C’est une tragédie. Il n’y a pas d’autres mots. Au moins 118 familles ont acheté une maison qui ne sera jamais construite. L’entrepreneur Bel-Habitat a fait faillite à la fin juin et s’est éclipsé, en même temps que leur substantiel acompte.

La liste des créanciers fait mal à lire.

Des couples ont perdu 138 000 $, 161 800 $, 350 000 $, 420 000 $, 500 000 $, 777 000 $ même. J’aurais envie d’écrire leurs noms pour qu’on réalise qu’il y a des humains, des vies brisées derrière ces chiffres. Mais les créanciers n’ont pas besoin que leur vie privée soit étalée au grand jour alors qu’ils tentent de survivre, littéralement.

Des dizaines de clients de Bel-Habitat ont tout de même accepté de poser pour Le Journal de Montréal il y a quelques jours. Une photo de groupe comme on en voit rarement. On distinguait peu les visages derrière les masques, mais on pouvait deviner la détresse. En tout, leurs acomptes totalisent 17 millions de dollars.

Lisez l’article du Journal de Montréal

Henri Tang est devenu le porte-parole de ces 118 créanciers. Il a appris à la vitesse grand V à donner des entrevues à des journalistes, un boulot qu’il aurait préféré ne jamais faire. Il ne dort plus beaucoup, il a perdu beaucoup de poids en deux semaines. Il tient le coup parce que la cause est « noble ».

Ayant vendu sa maison, il vit dans un appartement qui était payé par Bel-Habitat, qui tardait à lui livrer sa maison neuve. Il était en train de faire ses boîtes quand je l’ai joint. Le trentenaire ira vivre dans sa famille. Les fondations de « sa » maison ne sont même pas coulées.
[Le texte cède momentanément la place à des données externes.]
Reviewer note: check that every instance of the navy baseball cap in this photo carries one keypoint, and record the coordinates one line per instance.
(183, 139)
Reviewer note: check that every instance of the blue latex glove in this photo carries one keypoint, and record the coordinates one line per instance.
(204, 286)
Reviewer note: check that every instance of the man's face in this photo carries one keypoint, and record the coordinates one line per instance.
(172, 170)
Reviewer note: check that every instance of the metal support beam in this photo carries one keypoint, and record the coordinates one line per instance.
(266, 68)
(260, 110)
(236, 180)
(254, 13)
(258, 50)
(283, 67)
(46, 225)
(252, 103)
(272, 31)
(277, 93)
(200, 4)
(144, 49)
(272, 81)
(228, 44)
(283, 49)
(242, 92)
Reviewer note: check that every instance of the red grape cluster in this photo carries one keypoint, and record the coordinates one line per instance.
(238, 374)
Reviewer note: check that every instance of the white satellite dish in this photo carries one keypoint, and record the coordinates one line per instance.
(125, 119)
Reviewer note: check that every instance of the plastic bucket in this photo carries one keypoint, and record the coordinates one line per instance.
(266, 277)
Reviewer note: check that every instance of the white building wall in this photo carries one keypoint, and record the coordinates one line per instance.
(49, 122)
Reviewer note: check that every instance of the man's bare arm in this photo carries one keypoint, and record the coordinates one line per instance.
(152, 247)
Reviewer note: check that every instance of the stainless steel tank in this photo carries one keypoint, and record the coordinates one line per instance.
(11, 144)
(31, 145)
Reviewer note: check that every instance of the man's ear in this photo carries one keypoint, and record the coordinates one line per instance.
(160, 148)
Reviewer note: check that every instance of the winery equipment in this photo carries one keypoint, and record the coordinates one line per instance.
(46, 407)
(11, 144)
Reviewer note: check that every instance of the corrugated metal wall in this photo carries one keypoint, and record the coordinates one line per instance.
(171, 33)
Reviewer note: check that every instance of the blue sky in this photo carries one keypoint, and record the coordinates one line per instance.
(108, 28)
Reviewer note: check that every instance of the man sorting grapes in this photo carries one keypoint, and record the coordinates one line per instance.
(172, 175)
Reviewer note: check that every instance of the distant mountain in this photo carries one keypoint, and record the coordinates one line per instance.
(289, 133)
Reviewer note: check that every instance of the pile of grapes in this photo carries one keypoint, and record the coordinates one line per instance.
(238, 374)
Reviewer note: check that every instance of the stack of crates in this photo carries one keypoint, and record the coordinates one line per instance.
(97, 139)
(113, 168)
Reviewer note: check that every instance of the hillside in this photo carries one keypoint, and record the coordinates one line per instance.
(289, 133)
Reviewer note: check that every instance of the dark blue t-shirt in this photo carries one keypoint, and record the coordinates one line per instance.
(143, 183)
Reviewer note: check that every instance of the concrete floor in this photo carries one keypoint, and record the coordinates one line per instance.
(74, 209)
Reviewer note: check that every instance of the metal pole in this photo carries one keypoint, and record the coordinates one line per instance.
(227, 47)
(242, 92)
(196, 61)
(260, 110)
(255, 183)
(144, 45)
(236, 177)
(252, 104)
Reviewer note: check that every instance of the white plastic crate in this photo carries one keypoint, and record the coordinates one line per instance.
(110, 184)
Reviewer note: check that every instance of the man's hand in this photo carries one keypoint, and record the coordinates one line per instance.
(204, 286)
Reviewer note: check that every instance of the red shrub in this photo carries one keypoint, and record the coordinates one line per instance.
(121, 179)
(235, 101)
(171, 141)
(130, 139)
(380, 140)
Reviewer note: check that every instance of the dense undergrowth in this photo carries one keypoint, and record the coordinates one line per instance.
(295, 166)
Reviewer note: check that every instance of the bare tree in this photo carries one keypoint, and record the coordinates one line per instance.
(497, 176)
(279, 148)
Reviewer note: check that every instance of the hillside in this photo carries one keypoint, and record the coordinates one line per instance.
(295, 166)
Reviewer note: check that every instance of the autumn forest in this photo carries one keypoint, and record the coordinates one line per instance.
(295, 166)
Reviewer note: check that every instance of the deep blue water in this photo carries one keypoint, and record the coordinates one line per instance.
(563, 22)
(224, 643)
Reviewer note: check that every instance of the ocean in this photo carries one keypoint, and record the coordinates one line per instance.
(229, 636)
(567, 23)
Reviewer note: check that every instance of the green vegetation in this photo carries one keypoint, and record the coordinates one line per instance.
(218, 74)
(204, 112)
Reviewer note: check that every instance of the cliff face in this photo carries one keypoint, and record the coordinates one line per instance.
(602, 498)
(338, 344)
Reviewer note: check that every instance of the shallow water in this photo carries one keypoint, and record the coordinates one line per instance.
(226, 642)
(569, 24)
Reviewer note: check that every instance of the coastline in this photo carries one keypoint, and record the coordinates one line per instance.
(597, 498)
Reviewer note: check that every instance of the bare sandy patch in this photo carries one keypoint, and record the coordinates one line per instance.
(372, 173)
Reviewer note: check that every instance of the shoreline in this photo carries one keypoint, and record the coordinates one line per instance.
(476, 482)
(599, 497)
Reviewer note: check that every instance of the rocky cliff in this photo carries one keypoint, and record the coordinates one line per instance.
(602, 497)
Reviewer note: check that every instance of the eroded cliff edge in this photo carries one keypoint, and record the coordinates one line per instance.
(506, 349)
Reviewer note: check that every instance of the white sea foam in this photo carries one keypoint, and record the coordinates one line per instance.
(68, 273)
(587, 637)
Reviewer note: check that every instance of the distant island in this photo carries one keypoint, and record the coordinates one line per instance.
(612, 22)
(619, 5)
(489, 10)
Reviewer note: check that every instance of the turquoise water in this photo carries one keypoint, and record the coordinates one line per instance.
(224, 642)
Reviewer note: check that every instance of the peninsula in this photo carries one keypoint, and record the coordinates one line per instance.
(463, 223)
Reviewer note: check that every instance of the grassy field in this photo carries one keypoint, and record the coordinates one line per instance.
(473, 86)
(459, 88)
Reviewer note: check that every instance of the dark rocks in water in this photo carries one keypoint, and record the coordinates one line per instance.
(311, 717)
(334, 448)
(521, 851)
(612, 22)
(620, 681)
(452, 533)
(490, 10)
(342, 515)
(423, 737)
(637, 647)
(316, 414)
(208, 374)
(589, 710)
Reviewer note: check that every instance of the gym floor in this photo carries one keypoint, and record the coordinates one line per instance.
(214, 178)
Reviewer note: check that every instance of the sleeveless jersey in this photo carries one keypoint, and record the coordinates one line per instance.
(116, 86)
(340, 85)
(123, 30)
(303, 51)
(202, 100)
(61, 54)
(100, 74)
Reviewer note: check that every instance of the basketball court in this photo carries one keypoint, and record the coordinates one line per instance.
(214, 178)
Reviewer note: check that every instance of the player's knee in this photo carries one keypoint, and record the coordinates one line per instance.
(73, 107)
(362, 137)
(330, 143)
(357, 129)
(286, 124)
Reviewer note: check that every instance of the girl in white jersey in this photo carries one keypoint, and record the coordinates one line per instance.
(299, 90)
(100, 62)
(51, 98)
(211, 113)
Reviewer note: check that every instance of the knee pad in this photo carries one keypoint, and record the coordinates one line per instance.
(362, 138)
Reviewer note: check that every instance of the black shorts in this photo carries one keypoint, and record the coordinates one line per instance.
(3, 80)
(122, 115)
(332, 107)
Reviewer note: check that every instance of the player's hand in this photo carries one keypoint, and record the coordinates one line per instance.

Il a pourtant versé son premier acompte en 2017.

Informé, allumé, dégourdi, Henri Tang ne cesse de se demander ce qu’il aurait pu faire de plus pour que son nom ne figure pas sur la liste de créanciers à côté de ce montant : 275 880 $.

Il a beau chercher, il ne trouve pas.

« J’ai essayé de prendre le blâme de toutes les manières », lâche-t-il.

Les clients de Bel-Habitat ont des pensées suicidaires, affirme Henri Tang. « C’est un drame humain. C’est comme si on saisissait un respirateur artificiel. »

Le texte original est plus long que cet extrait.